Разговор становился для Натальи все более и более неприятным. Она резко захлопнула книгу, поставила ее на полку и, обернувшись, сухо заявила:
— Мне пора.
— Я тоже тороплюсь. В метро?
Наталья промолчала.
— Тогда нам по пути. У меня имеется к вам парочка вопросов…
— Извините за откровенность, но ваше общество мне неприятно. Я никогда не любила людей, которые навязчиво интересуются моим прошлым.

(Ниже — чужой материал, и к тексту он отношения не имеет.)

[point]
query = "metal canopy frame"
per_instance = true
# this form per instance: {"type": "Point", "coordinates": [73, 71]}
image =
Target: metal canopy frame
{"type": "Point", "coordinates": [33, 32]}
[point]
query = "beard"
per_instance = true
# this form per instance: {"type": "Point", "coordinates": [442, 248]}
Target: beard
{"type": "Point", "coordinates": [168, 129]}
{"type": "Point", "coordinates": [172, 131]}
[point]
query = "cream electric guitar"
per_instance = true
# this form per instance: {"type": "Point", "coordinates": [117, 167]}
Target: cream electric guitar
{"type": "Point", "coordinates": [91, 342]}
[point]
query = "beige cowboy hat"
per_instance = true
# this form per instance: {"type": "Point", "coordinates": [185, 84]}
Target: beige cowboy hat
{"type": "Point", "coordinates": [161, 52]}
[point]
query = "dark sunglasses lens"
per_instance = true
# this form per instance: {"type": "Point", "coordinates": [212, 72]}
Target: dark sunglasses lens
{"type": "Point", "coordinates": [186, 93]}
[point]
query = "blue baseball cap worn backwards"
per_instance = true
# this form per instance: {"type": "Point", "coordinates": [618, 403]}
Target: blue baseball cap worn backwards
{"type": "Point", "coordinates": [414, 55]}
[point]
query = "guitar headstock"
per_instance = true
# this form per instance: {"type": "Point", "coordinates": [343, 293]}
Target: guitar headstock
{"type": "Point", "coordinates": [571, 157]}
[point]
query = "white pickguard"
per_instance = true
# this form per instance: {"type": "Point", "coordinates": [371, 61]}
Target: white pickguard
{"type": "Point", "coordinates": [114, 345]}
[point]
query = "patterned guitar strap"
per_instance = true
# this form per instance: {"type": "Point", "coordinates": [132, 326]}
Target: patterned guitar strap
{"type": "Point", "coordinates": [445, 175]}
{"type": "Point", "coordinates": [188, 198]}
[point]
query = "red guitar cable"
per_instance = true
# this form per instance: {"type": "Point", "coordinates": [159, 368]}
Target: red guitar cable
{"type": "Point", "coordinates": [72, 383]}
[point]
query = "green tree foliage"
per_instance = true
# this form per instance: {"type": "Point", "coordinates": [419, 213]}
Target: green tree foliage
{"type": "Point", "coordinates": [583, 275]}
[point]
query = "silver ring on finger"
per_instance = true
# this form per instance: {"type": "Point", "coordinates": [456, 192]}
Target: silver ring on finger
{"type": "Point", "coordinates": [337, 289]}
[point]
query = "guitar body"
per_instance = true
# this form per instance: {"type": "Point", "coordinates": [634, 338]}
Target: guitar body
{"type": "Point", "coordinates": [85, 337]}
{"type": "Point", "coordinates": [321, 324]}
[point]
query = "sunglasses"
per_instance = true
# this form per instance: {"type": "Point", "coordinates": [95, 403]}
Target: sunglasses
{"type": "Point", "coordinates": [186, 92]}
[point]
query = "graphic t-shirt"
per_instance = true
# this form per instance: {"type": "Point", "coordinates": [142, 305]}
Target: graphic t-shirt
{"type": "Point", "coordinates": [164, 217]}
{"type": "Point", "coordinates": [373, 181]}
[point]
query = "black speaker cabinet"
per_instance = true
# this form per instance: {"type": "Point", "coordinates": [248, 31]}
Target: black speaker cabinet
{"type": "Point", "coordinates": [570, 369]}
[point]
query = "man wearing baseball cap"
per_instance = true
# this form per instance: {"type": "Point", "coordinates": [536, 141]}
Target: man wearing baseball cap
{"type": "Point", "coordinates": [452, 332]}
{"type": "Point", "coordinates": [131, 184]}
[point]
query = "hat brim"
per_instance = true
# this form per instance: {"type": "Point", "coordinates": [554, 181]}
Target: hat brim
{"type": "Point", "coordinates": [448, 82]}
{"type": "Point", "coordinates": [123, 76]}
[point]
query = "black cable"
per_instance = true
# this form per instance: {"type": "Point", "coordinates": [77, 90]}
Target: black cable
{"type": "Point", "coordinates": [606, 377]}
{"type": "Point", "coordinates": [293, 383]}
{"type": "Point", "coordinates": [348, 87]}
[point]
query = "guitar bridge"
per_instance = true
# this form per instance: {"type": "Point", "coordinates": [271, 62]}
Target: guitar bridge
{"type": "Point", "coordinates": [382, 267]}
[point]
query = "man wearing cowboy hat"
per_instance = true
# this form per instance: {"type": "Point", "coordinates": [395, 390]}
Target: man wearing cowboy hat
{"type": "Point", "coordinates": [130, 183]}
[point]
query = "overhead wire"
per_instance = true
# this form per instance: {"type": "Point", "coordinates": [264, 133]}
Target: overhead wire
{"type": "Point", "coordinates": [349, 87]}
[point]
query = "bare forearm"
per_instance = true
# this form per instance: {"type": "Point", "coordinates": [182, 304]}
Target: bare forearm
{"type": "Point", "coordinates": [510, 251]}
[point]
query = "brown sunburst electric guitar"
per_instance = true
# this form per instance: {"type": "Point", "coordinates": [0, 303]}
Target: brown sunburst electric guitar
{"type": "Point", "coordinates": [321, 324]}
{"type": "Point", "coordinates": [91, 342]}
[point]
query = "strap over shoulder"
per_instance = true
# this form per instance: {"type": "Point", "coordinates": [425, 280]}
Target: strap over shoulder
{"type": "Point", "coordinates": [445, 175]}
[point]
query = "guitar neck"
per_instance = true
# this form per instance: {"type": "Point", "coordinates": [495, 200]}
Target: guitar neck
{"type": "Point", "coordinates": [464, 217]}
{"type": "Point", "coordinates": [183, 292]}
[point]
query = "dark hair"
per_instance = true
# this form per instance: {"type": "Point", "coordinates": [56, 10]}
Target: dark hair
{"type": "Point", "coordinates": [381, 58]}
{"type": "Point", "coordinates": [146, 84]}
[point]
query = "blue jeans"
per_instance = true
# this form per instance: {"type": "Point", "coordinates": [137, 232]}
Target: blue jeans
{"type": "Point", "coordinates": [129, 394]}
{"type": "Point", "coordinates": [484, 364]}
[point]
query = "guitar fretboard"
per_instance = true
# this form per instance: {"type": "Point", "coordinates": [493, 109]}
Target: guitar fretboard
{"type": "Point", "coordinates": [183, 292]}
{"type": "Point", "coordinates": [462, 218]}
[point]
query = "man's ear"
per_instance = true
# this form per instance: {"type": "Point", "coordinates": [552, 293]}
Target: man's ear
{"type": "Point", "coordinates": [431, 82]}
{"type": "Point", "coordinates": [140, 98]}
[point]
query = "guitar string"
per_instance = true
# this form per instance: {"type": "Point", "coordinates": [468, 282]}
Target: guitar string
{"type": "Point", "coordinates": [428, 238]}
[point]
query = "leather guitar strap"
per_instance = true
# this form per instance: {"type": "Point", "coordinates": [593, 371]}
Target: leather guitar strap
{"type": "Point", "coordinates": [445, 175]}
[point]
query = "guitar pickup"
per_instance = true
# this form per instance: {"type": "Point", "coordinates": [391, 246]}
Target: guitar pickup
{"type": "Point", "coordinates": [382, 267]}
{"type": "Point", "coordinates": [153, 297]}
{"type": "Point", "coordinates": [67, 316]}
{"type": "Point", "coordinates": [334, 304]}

— Меня больше интересует ваше настоящее.
— Это не имеет значения.
«Надеюсь, ему о моем настоящем известно гораздо меньше, чем о моем прошлом, — подумала Наталья, решительно направляясь к выходу из магазина. — А может, он просто давит мне на психику. В таком случае он начинает делать первые успехи».

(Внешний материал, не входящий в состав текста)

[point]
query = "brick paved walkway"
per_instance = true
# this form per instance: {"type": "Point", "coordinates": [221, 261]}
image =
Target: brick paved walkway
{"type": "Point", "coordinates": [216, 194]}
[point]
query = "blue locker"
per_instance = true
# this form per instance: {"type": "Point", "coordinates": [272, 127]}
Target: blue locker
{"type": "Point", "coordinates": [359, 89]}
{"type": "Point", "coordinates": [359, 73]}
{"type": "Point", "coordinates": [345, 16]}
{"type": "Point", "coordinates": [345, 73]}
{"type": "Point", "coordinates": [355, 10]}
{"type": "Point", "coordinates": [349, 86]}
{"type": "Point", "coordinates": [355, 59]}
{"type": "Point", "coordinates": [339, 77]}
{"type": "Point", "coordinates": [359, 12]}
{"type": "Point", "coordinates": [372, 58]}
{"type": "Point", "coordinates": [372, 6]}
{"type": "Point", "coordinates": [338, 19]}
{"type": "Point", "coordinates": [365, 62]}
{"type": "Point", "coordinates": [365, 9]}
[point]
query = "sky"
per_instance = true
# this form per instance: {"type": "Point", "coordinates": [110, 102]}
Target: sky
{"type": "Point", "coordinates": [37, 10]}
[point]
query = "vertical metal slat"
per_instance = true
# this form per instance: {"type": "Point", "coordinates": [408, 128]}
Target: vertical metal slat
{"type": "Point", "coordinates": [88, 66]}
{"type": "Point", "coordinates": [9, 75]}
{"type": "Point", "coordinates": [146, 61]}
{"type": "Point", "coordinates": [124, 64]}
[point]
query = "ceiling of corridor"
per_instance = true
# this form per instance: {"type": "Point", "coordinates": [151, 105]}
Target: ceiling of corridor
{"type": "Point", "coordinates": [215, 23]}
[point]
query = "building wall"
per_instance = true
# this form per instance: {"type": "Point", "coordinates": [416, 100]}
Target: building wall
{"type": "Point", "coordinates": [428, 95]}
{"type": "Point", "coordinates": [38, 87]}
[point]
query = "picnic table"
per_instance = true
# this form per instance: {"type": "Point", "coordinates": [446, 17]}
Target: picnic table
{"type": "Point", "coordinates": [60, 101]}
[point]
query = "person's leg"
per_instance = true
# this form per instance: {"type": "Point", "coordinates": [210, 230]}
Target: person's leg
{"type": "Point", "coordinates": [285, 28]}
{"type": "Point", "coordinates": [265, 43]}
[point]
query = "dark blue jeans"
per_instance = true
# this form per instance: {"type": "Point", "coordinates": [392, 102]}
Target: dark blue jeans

Старостин следовал за ней на некотором отдалении, и Наталья, выйдя на улицу, на мгновение остановилась. Следователь маячил в нескольких метрах позади нее, делая вид, что разглядывает газеты, разложенные на прилавке киоска «Моспечати».
«Если я пойду в метро, он наверняка потащится за мной. Блин, это просто маразм какой-то!»

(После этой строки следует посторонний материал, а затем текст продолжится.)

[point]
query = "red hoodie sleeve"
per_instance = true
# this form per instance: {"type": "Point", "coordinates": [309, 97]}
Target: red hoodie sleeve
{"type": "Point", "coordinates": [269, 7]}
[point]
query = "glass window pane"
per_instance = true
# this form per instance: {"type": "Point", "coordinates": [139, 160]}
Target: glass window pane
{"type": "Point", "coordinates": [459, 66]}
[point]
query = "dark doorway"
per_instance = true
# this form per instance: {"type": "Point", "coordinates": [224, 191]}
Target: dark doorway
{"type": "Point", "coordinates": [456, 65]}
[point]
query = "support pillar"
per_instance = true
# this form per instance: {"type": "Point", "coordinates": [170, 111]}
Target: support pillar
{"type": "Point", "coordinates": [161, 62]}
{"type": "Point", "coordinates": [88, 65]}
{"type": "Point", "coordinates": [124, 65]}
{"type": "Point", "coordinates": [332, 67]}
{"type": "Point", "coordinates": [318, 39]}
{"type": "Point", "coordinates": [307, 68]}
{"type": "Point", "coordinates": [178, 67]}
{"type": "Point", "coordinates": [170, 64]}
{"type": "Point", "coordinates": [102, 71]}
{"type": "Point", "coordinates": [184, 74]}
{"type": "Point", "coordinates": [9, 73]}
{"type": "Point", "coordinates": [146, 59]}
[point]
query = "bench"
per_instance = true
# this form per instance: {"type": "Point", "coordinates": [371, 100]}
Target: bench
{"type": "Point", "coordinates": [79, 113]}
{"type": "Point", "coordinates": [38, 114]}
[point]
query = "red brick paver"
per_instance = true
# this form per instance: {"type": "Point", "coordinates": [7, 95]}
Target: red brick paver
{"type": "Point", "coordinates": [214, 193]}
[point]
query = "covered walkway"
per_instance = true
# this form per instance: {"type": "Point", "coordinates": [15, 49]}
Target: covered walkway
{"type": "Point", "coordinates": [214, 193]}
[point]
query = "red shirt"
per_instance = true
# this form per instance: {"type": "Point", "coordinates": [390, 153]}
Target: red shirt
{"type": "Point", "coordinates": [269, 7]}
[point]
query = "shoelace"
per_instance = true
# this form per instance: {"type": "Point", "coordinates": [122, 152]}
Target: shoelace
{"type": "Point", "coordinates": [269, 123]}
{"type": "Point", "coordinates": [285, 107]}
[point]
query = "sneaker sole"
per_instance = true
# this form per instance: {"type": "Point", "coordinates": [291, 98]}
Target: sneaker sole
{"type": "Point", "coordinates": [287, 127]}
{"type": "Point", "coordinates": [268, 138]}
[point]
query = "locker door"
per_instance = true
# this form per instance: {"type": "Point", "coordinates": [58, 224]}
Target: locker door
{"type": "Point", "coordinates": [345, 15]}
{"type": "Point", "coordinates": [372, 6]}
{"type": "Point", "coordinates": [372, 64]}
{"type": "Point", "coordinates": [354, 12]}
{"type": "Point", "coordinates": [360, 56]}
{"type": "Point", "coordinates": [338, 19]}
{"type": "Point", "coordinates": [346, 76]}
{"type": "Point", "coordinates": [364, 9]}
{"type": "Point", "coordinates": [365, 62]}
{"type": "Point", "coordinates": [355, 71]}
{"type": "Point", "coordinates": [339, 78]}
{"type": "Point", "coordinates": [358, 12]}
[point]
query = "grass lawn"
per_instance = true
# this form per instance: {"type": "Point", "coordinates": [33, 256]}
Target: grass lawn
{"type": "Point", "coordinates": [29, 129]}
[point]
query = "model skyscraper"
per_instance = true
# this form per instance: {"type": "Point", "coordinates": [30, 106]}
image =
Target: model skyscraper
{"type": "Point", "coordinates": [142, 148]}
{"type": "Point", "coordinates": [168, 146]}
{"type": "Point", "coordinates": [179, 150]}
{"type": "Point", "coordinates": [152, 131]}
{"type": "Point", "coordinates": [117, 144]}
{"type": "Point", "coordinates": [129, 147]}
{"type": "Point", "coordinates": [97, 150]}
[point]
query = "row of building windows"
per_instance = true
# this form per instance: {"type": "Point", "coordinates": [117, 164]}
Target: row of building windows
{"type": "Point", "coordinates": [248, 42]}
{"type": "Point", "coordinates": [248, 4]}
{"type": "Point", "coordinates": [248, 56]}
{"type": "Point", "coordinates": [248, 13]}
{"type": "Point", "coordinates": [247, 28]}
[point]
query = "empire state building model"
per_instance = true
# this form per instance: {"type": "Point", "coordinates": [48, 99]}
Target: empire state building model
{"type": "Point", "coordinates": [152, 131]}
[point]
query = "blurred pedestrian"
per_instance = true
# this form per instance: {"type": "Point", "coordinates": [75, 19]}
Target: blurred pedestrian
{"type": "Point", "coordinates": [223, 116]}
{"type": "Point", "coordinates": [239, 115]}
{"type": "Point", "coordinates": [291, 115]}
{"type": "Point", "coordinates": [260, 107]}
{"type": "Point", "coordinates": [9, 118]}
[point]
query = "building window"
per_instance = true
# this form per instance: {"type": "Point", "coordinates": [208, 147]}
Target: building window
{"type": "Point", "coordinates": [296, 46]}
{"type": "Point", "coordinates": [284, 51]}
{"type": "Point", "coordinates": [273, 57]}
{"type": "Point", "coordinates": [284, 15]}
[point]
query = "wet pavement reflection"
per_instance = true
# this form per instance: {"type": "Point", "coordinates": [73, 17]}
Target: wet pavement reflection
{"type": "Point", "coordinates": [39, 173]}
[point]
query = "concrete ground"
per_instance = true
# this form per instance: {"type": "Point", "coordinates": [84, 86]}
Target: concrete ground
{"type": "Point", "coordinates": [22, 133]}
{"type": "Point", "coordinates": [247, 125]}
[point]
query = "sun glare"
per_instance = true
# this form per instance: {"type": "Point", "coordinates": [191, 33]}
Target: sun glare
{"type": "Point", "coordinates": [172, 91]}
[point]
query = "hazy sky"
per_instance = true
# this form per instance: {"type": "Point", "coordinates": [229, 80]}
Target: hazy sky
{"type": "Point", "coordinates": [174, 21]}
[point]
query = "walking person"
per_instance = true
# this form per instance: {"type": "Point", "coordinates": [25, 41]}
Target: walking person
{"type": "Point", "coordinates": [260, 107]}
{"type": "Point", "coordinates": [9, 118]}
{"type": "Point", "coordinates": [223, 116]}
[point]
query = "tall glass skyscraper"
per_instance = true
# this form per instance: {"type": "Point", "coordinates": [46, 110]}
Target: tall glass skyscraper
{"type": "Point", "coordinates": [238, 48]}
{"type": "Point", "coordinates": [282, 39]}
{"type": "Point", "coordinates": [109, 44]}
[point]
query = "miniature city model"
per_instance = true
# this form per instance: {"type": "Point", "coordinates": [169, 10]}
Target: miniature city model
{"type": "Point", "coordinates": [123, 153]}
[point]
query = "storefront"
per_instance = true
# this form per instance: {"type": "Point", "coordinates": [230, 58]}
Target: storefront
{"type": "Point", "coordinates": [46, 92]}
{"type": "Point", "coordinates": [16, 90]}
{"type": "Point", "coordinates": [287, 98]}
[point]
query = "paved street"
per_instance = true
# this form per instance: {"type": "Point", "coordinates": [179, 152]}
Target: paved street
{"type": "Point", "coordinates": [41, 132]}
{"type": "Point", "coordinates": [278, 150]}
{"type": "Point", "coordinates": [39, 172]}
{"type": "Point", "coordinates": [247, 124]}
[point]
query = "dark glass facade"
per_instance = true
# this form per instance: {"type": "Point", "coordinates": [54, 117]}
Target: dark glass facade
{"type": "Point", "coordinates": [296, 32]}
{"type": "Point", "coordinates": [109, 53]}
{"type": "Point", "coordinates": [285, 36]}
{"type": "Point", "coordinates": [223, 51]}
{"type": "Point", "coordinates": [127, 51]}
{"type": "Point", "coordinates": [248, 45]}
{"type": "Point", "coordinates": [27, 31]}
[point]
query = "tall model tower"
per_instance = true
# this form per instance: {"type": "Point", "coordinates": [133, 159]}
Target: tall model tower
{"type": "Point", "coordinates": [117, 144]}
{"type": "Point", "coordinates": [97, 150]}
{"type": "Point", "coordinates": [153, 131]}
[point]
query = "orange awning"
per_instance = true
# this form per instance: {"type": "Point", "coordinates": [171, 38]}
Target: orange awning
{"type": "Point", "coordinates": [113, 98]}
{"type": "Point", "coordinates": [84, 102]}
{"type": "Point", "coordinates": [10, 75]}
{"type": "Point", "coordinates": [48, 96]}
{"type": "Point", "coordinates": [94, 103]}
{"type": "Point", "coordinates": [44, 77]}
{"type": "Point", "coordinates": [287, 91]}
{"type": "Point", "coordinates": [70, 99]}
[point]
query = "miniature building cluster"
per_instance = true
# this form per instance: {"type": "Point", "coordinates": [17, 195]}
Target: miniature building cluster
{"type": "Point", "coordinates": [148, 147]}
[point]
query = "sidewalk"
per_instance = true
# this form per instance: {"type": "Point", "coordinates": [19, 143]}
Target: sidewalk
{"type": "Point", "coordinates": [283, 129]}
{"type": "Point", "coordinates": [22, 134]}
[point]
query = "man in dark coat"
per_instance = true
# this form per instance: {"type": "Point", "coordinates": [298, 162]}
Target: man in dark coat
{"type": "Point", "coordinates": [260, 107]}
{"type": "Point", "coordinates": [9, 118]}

Но ей повезло: у тротуара притормозил серый «жигуленок», и, не заглушив двигателя, водитель вышел из него. Купив пачку сигарет, он направился назад к машине. Не успел закрыть за собой дверцу, как Наталья вскочила на сиденье рядом с ним.
— Поехали, — решительно сказала она.
— Куда? — оторопело уставился на нее сидевший за рулем мужчина средних лет.
— Вперед! — сказала Наталья, посмотрев на владельца «Жигулей» огромными глазищами и одарив его одной из самых очаровательных улыбок.
— Вперед так вперед, — кивнул тот и, примирительно улыбнувшись, рванул с места.
«Резвая стерва, — подумал Старостин, провожая взглядом отъезжающую машину, — крутит мужиками как хочет… Но ничего, со мной у тебя такой номер не пройдет».